Savina Martin, with the Massachusetts Poor People's campaign, called it a sad day, not a celebration, which brought Veterans, clergy and peace advocates together for nonviolent action to challenge the war economy and gun violence - on a day memorializing those sent off to war.
“Especially the young children who are going into the military from high school thinking that they’re going to live a better life and they come home in body bags,” Martin added.
“Fifty-three percent of the federal discretionary budget is going to war and meanwhile a lot of programs for people who need help are being cut,” said Michael Mclaughlin, a volunteer with the Massachusetts Poor People’s campaign:
Other goals include protecting veterans rights – like the right to hospitalization.

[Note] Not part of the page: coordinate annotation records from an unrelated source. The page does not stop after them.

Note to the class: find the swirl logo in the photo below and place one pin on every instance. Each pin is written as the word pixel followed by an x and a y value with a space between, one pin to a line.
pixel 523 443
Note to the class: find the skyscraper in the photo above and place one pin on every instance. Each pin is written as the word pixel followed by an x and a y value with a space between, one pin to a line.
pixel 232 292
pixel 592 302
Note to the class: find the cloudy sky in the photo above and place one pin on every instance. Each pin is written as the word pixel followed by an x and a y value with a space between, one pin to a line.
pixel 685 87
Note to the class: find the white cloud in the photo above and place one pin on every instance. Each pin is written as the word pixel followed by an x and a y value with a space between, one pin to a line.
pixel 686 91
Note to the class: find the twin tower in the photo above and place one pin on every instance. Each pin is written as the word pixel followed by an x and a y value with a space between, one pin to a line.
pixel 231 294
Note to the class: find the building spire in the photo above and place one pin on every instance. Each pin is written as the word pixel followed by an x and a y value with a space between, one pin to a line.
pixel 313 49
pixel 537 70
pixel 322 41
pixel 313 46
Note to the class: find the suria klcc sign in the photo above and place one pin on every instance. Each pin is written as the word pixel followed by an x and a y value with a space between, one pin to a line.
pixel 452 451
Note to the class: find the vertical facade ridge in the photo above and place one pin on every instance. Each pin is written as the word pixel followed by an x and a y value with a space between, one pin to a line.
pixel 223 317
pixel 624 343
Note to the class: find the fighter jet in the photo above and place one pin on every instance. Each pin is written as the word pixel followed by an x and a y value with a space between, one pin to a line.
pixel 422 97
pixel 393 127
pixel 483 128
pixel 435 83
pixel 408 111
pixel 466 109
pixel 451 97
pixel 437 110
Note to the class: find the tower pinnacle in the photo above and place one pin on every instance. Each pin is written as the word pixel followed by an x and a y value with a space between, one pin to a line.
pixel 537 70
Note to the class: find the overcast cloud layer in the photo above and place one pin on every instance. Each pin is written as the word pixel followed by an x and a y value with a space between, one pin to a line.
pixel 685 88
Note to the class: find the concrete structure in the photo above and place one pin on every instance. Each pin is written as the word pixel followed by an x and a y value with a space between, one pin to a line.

Al Johnson, with Veterans for Peace, is not happy the US has canceled peace talks with North Korea, pulled out of the Iran nuclear agreement and opened a US Embassy in Jerusalem.
“This is well beyond Donald Trump. Look it... We’ve been out here for Barack Obama, George Bush a whole lot of them and the question of war, we might as well have been on two different planets," Johnson said.
Tuesday, the protesters will rally at the State House followed by a sit in where protesters say they are prepared to be arrested to have their message heard.